Le problème vient de la nature changeante du terrain. En glace fine il sera pratiquement impossible de placer une broche de 18 cm. Dans ce cas deux solutions: soit l’utilisation de broches courtes (de 11 à 13 cm) prévues pour les glaces fines (il est souvent utile d’en avoir une ou deux à la ceinture), soit le cravatage. Le cravatage est utile lorsqu’on ne possède que des broches longues. Si la broche ne peut être totalement vissée faute d’épaisseur de glace, on passe une sangle autour du tube de la broche (au ras de la glace) en faisant une tête d’alouette. Ainsi en cas de chute la traction s’exerce à la base de la broche et non à son extrémité. Toute traction exercée sur la tête de la broche aurait pour effet de briser la glace et de sortir la broche à cause de l’effet levier.
Dans les deux cas la résistance offerte est largement inférieure à celle d’une broche standard et il est préférable de brocher plus rapproché, sauf si l’on a envie d’engager la viande.
De même lorsque la broche touche le rocher le grimpeur ne doit jamais forcer, au risque de décoller la plaque de glace du rocher. Dans ce cas autant brocher dans de la barbapapa….
Dans certains cas, il est intéressant de chercher des points d’assurages naturels autres que la glace, comme des branches d’arbres à proximité de la cascade, pour passer des sangles et obtenir ainsi des points bétons, ou des fissures dans les rochers (un friend et 1 ou 2 pitons ne pèsent pas bien lourd à la ceinture et peuvent rendre de grands services). Après tout la glace est classée « terrain d’aventure » c’est ce qui fait parti du jeu et donc du plaisir .
Au delà des conditions de la glace, reste à placer les broches aux bons endroits. Par exemple ne jamais oublier de brocher la sortie des murs ou des cigares, juste avant une plateforme ou une section de pente douce. En effet, la neige qui s’accumule dans les parties de faible inclinaison a tendance à pourrir la glace située en dessous, qui devient cassante et friable. Il est donc fréquent, à la sortie d’une section verticale d’avoir à faire un réta sur une plateforme, avec les deux piochons mal ancrés dans un mélange de neige et glace pourries et sans consistance. Dans ce genre de configuration si la dernière broche est située quatre mètres plus bas, le grimpeur de tête peut avoir à vivre un grand moment de solitude !
Reste à intégrer le fait que, quel que soit le brochage, la chute du premier de cordée est dans la majeure partie des cas plus problématique qu’en rocher, entre autres à cause de l’usage des crampons.

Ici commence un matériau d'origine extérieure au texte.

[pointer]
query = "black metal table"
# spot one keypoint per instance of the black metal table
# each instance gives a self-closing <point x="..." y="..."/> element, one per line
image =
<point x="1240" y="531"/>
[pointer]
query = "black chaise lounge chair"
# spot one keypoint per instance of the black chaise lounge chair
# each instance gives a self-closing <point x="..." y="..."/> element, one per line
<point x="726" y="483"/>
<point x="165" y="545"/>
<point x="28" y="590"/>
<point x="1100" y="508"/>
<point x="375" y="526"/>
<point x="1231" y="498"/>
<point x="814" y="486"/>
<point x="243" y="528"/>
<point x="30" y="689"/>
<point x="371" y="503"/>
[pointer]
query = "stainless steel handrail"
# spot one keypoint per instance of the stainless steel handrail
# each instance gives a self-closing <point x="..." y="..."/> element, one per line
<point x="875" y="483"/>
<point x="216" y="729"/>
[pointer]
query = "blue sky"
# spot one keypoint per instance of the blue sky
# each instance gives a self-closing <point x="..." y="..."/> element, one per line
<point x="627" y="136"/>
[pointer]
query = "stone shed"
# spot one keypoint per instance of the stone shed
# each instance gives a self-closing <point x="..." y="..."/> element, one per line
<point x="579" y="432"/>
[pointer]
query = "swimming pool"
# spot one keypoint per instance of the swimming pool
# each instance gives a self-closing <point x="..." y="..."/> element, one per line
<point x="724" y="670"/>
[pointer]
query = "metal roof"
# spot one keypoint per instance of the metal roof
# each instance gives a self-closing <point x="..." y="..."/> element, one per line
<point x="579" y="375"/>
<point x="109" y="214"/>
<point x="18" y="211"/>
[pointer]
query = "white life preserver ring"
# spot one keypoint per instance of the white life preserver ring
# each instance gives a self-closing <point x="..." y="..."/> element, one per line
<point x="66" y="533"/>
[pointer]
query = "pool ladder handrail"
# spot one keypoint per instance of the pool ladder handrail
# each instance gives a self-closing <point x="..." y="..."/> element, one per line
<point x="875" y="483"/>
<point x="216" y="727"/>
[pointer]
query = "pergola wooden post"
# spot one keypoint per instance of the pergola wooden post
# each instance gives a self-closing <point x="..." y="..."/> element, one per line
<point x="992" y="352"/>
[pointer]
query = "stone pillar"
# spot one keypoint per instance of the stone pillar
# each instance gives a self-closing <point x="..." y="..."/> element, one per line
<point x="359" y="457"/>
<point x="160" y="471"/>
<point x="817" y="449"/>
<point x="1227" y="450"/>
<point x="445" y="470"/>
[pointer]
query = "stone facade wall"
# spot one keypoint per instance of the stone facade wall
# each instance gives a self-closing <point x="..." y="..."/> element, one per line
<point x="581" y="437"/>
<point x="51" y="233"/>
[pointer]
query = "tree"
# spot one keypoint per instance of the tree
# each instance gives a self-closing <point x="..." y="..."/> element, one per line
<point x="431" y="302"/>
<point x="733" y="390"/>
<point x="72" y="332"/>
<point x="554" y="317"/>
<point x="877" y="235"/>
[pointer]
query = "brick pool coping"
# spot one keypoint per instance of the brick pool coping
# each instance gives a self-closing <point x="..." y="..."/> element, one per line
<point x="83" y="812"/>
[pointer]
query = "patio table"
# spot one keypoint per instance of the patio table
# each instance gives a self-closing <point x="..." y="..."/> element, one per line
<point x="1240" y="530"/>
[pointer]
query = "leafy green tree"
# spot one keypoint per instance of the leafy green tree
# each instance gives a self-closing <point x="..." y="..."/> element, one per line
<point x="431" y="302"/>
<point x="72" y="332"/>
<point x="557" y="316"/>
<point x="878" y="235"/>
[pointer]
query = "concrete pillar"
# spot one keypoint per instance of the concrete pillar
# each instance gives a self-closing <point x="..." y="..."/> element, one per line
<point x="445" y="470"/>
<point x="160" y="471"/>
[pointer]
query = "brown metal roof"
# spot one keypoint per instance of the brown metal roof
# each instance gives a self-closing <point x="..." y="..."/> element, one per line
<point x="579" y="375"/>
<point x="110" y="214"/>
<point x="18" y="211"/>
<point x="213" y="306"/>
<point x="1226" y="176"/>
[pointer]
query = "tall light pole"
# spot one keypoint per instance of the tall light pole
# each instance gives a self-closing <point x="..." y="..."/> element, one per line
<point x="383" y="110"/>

En escalade rocheuse, nous avons tous dans notre entourage des exemples de grimpeurs ayant subit une entorse à la cheville suite à une mauvaise réception lors d’une chute. En cas de chute en cascade ce type de blessures est en plus fréquent : lorsque le grimpeur touche la glace à la fin de son vol, l’accroche brutale des crampons est un facteur important de fracture ou d’entorse de la cheville.
En conclusion, La cascade de glace pratiquée à un niveau difficile, lorsqu’il faut progresser sur des structures fragiles, est une activité qui présente un risque indéniable. Prétendre le contraire relèverait d’une certaine hypocrisie.
Par contre, pour ceux qui pratiquent à un niveau modeste sur des structures de glace assez stables, ce n’est pas une activité extrême – A condition de respecter un certain nombre de règles de bon sens : éviter de s’entasser à plusieurs cordée dans des goulet étroits, éviter les sites avalancheux et toujours garder la tête froide en sachant relativiser le niveau de la cascade convoitée à son propre niveau technique.